A massive, wildly aggressive yellowjacket wasp flew straight onto the soundstage, entirely lured in by the overwhelming, sugary scent of the Karo syrup.

It didn’t just buzz around the ceiling.

It made a direct dive-bomb straight for the operating table, landing right in the middle of our prop patient’s chest.

Under normal circumstances, you would simply swat the thing away and move on.

But we were in the middle of a perfect take, and we were supposed to be sterile army surgeons.

If any of us dropped our hands to swat the wasp, we would technically break sterility.

That would mean ruining the take, stopping production, getting new rubber gloves, re-applying the fake blood, and wasting valuable filming time.

So, as well-trained, dedicated professionals, we all collectively decided to just ignore it.

Alan didn’t miss a beat.

He kept right on delivering his heartbreaking medical dialogue.

But the wasp wasn’t content with the prop patient.

It took off from the table and began slowly, menacingly circling Alan’s face.

I was standing directly across from him, watching this tiny yellow insect hover inches from his eyes.

Alan’s deep, theatrical concentration completely fractured.

He tried to keep his head perfectly still, but his eyes crossed completely as he tracked the wasp hovering right over the bridge of his nose.

Because his hands were locked in the air, his only line of defense was his own breath.

In the middle of a deeply serious sentence about clamping an artery, Alan suddenly jutted his lower jaw out and tried to blow the wasp away with a violent, upward puff of air.

It made a ridiculous, sputtering sound that echoed loudly through the silent soundstage.

The wasp casually ignored the windstorm, drifted over the table, and landed right on the edge of Loretta Swit’s surgical mask.

Loretta went completely rigid.

Her eyes widened in absolute terror, but she adamantly refused to drop her sterile hands.

She just stood there, vibrating with panic, letting out a tiny, high-pitched hum of distress from the back of her throat.

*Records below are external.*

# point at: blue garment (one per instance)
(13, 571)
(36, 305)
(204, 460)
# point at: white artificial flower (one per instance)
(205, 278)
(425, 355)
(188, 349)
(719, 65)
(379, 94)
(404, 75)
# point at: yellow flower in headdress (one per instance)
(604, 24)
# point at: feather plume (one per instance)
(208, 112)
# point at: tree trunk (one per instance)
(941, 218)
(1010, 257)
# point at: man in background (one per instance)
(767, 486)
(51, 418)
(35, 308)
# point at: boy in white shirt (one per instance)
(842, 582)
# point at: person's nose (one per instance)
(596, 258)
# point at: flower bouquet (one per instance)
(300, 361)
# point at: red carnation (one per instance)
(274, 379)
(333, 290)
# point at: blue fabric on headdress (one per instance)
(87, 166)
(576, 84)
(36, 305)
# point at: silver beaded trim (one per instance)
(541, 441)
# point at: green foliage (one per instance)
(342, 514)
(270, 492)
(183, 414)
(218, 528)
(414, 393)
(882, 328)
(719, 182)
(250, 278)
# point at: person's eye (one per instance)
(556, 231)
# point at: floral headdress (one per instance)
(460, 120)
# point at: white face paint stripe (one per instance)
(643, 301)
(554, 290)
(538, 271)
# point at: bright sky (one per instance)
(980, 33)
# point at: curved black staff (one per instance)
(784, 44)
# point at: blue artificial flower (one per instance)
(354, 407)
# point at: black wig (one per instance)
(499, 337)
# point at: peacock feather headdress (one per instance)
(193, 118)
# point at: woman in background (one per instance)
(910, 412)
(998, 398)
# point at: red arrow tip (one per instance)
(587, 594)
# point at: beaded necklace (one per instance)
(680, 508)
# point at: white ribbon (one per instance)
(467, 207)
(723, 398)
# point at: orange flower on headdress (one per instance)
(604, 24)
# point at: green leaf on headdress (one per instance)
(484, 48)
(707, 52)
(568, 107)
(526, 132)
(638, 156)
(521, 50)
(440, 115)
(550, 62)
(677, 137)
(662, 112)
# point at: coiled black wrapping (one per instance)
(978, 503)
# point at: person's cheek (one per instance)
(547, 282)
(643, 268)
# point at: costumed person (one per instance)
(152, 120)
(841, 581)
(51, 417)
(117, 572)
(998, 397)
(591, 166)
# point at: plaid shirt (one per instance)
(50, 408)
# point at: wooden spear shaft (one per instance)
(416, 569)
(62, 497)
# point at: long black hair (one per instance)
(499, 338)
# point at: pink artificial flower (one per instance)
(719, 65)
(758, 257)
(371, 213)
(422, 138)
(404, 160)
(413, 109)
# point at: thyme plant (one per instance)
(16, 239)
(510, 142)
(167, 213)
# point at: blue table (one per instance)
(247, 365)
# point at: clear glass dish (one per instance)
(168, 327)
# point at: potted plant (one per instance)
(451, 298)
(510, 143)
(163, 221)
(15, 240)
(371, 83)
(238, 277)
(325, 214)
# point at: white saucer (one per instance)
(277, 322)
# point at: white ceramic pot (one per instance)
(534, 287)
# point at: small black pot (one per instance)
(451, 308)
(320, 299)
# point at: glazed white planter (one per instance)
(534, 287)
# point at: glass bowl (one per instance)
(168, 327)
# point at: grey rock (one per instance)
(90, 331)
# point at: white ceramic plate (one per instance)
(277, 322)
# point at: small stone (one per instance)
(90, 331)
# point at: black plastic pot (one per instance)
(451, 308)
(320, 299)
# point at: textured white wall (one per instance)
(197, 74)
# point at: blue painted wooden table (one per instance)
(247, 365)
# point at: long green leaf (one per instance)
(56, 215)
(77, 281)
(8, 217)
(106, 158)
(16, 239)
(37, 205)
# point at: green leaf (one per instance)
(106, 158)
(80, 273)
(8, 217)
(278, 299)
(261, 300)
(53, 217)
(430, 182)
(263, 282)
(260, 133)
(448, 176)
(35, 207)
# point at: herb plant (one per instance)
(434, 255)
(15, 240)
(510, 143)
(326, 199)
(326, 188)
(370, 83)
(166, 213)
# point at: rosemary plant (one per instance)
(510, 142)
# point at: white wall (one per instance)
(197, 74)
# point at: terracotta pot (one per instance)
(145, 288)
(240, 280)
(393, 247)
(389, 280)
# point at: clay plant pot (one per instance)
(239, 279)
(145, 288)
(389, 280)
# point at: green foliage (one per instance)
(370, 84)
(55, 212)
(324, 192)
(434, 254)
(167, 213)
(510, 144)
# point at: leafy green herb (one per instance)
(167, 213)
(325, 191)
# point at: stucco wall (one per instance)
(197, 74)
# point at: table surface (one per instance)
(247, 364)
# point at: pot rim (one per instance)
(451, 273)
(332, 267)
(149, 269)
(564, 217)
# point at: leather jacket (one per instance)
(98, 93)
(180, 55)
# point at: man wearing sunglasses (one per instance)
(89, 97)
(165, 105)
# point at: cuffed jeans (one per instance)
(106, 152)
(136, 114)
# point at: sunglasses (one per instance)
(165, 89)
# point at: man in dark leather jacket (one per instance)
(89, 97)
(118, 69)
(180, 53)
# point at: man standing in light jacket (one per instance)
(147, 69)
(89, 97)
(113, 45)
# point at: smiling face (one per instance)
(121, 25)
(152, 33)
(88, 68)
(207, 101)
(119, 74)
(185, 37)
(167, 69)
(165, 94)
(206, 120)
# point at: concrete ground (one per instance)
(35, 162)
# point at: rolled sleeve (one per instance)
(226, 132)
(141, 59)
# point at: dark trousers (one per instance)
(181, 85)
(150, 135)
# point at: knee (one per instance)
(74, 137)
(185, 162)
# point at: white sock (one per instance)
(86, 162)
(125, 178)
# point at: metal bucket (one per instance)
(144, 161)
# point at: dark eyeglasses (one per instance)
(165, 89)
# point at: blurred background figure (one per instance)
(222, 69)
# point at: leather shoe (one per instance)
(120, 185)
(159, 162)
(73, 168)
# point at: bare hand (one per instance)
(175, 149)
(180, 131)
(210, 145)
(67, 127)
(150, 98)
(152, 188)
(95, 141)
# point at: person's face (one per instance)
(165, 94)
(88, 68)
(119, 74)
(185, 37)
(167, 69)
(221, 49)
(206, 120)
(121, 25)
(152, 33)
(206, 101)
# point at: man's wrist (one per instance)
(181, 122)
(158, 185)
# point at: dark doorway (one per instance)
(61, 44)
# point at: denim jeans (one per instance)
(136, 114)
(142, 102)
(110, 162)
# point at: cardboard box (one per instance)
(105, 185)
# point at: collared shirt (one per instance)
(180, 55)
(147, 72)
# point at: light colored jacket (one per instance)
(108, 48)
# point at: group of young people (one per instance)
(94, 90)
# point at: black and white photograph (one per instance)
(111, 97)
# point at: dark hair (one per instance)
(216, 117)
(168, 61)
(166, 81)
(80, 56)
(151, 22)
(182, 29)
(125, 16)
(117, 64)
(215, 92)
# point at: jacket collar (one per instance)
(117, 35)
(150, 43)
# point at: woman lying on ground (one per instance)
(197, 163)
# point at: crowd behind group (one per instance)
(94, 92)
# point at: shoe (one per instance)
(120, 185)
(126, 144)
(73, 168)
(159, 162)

I was trying desperately to stay in character, but the sight of Alan blowing upward like a whale and Loretta humming like a tuning fork completely broke me.

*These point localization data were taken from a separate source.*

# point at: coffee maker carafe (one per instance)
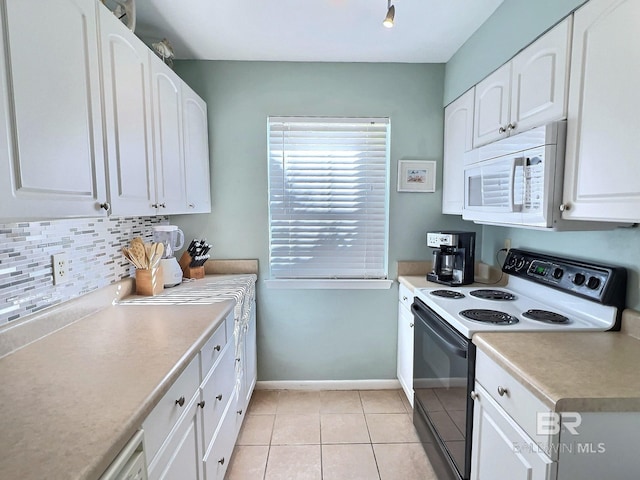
(453, 259)
(173, 239)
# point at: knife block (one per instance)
(187, 271)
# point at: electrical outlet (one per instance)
(60, 268)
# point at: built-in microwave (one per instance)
(517, 180)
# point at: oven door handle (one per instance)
(449, 341)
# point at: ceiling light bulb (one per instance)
(388, 20)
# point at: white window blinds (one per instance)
(328, 197)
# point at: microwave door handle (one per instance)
(517, 162)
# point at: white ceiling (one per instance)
(425, 31)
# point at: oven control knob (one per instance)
(593, 283)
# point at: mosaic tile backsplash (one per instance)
(93, 247)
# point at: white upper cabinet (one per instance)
(602, 167)
(129, 124)
(458, 139)
(52, 156)
(169, 150)
(491, 112)
(526, 92)
(196, 151)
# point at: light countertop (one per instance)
(571, 371)
(72, 399)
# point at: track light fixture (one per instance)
(391, 12)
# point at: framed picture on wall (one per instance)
(416, 176)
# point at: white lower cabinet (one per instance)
(505, 444)
(191, 432)
(405, 342)
(501, 449)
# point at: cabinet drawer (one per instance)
(405, 296)
(216, 392)
(218, 455)
(518, 402)
(212, 350)
(168, 410)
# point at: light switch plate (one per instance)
(60, 268)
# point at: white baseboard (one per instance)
(329, 385)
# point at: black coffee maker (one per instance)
(453, 259)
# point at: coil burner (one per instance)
(489, 294)
(545, 316)
(493, 317)
(447, 294)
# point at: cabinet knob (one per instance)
(503, 391)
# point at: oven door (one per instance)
(443, 371)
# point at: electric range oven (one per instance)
(543, 293)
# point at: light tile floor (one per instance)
(329, 435)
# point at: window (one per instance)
(328, 197)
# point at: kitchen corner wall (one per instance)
(316, 334)
(514, 24)
(93, 247)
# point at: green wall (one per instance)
(514, 24)
(316, 334)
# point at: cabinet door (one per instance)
(491, 110)
(196, 152)
(539, 80)
(127, 102)
(52, 161)
(182, 453)
(458, 139)
(602, 167)
(405, 351)
(500, 449)
(169, 153)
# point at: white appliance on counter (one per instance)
(543, 293)
(518, 181)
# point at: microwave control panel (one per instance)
(592, 281)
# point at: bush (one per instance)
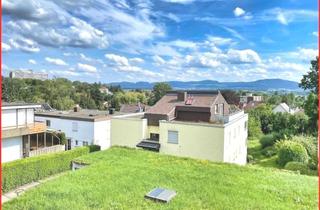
(297, 166)
(310, 144)
(20, 172)
(269, 151)
(267, 140)
(291, 151)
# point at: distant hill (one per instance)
(260, 85)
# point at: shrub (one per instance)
(267, 140)
(297, 166)
(31, 169)
(269, 151)
(310, 144)
(291, 151)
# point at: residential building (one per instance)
(196, 124)
(28, 74)
(250, 97)
(133, 108)
(284, 108)
(81, 126)
(22, 136)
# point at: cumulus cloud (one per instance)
(243, 56)
(5, 47)
(56, 61)
(87, 68)
(26, 45)
(136, 60)
(31, 61)
(51, 25)
(238, 12)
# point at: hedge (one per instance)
(23, 171)
(291, 151)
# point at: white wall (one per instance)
(11, 149)
(91, 132)
(235, 140)
(102, 134)
(9, 117)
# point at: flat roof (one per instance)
(19, 105)
(82, 115)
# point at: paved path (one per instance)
(20, 190)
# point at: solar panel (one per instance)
(160, 194)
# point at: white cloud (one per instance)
(158, 60)
(136, 60)
(243, 56)
(26, 45)
(238, 12)
(32, 61)
(56, 61)
(5, 47)
(179, 1)
(87, 68)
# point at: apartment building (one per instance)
(81, 126)
(22, 136)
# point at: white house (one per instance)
(22, 136)
(81, 127)
(284, 108)
(196, 124)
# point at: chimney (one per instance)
(182, 96)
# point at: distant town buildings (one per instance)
(28, 74)
(284, 108)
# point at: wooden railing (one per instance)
(47, 150)
(36, 127)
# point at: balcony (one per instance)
(36, 127)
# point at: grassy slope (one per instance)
(118, 179)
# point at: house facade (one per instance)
(22, 136)
(196, 124)
(81, 127)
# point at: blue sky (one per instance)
(160, 40)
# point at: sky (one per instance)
(160, 40)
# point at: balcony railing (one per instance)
(47, 150)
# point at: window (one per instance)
(173, 137)
(75, 126)
(216, 108)
(154, 136)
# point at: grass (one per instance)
(119, 178)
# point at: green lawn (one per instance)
(119, 178)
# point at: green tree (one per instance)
(310, 82)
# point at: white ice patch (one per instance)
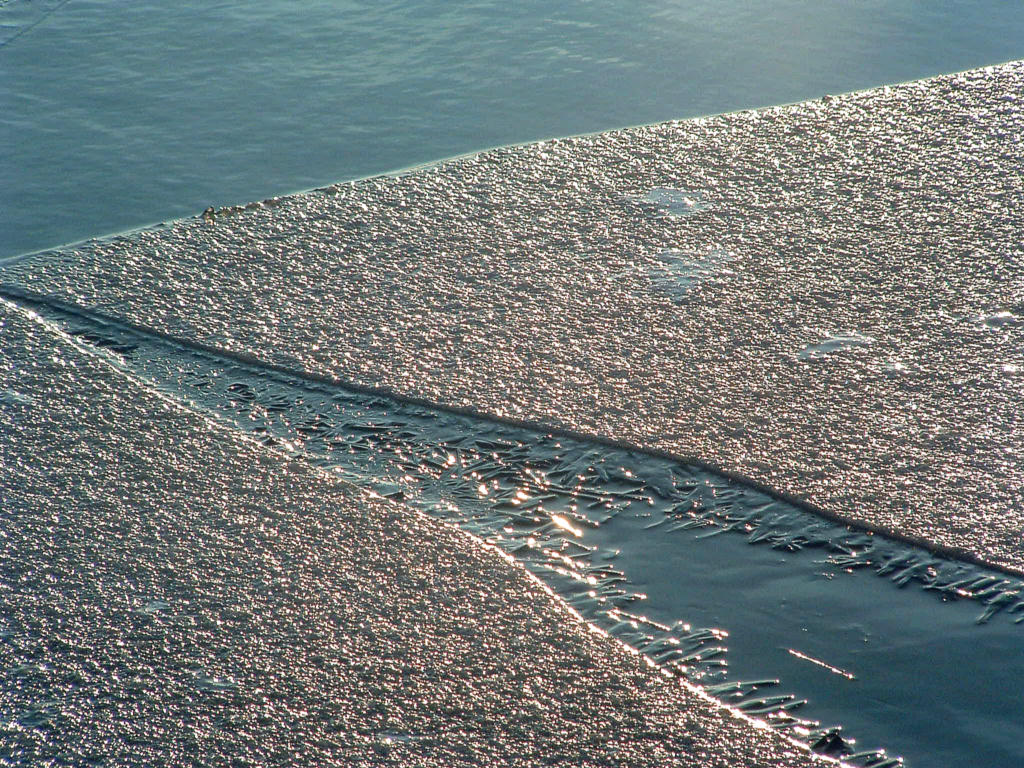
(10, 397)
(835, 343)
(677, 272)
(1000, 320)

My shoulders started to bounce uncontrollably.

I bit down on the inside of my cheek so hard I tasted copper, but a loud, muffled snort escaped my mask anyway.

The camera operator, who had a perfectly framed tight shot of Alan’s crossed eyes, finally lost his battle as well.

He started laughing so hard that he had to physically step back from the eyepiece.

The heavy camera violently shook on its mount, completely ruining the cinematic framing.

The director finally yelled cut, his voice cracking with laughter from across the room.

The moment we heard the word cut, all of our sterile training went completely out the window.

Alan, Loretta, and I immediately started waving our arms around like windmills, swatting at the air and scrambling backward away from the operating table.

The entire professional crew erupted into absolute hysterics.

We had grips, lighting technicians, and sound engineers doubled over, weeping with laughter at the sight of three highly paid Hollywood actors being completely terrorized by one single insect.

We had to halt production and wait for the prop department to literally hunt the wasp down with a rolled-up script.

We tried to reset and shoot the scene again, but the damage was permanently done.

Every single time Alan started to deliver that serious medical line, I would instinctively picture his crossed eyes, and I would completely fall apart.

We ruined four consecutive takes because the entire cast had caught an incurable case of the giggles.

What was supposed to be the most dramatic moment of the episode turned into a complete shutdown of a major television production.

Looking back on it now, those ridiculous, chaotic filming incidents are the moments I hold closest to my heart.

The show dealt with such heavy, exhausting subject matter every single week.

If we hadn’t been forced to laugh at the absolute absurdity of our own environment, the emotional weight of the series would have completely crushed us.

That single wasp gave us the exact release valve we desperately needed that afternoon.

Funny how the things that completely ruin a professional moment end up being your favorite memories decades later.